I am new to boolean algebra so having these two question to simplify hope you guys will help me,

Q- Using Demorgan's theorem, show that

a. (A + B)' (A' + B')' = 0
b. A + A'B + A'B' = 1

 

hi,
as far as part b is concerned here is the proof:

A+ A'B +A'B' = A + A' ( B + B' ) = A + A' = 1

because by demorgan laws, A + A' =1

part a is not clear what is that emoticon doing in between? B)

 

Thanks for answering b while in a it is B and parenthesis instead of emotion.

Originally posted by arvind@Nov 9 2004, 05:29 AM
hi,
as far as part b is concerned here is the proof:

A+ A'B +A'B' = A + A' ( B + B' ) = A + A' = 1

because by demorgan laws, A + A' =1

part a is not clear what is that emoticon doing in between?

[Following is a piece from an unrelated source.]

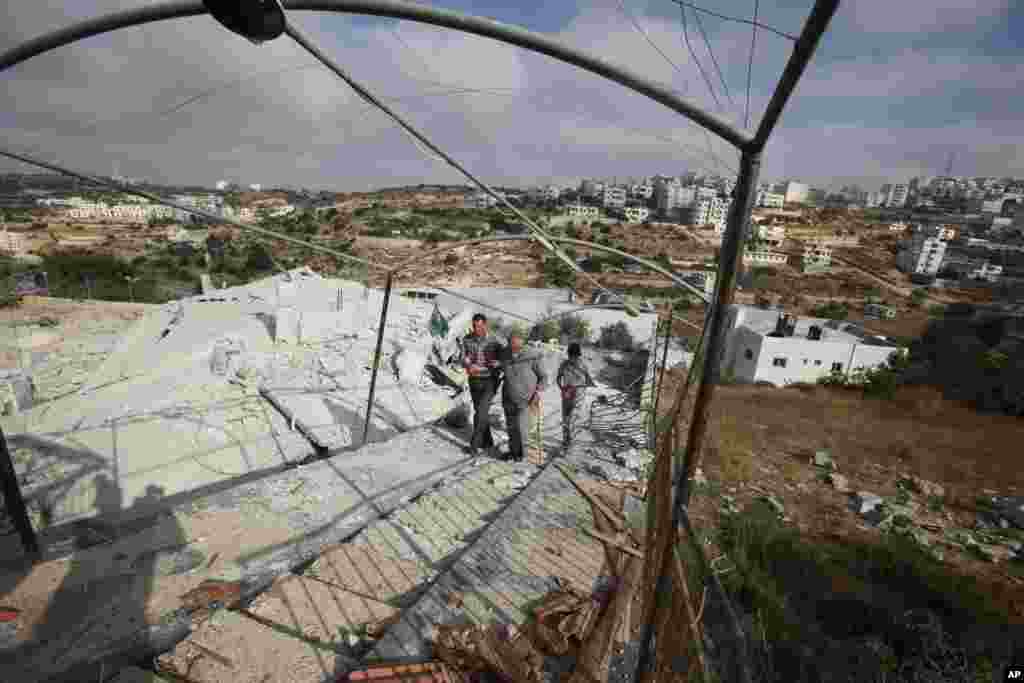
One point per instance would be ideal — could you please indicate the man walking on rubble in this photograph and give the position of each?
(572, 379)
(524, 380)
(479, 356)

B)

[post=3479]Quoted post[/post]​

 

DeMorgans theorem says:
(x AND y)' = x' OR y'
(x OR y)' = x' AND y'


For your example a:
a. (A + B )' (A' + B')' = 0

This is composed of two expressions ANDed together
Exp1 is (A + B )'
Exp2 is (A' + B')'

Convert each expression using DeMorgans Theorem
Exp1 becomes A'B'
Exp2 becomes AB

So, does ( A'B' )( AB ) = 0 ?

( A'B' )( AB ) = A'B'AB -> associative property
= A'AB'B -> associative
= (A'A)(B'B') -> associative
= (0)(0) -> complements identity
= 0 -> Done

So, (A + B )' (A' + B')' = 0

Perion

 

well sikander , one of the best ways to solve boolean algebra probs is to use Venn diagrams , u can really solve problems very quickly .


|--------|--|------|
|--------|--|------|
|----1-- |3|---2--|
|--------|- |-------|
1 is A\B
2 is B\A
3 is A intersection B

a+a'b=the total area which is a+b
now a' wud include all the space including B
b' all space include all space including A
their intersection wud include all the space except a and B
so a+b + all space not including a+b=all space = 1

well ,the figure looks complicated but this is really easy .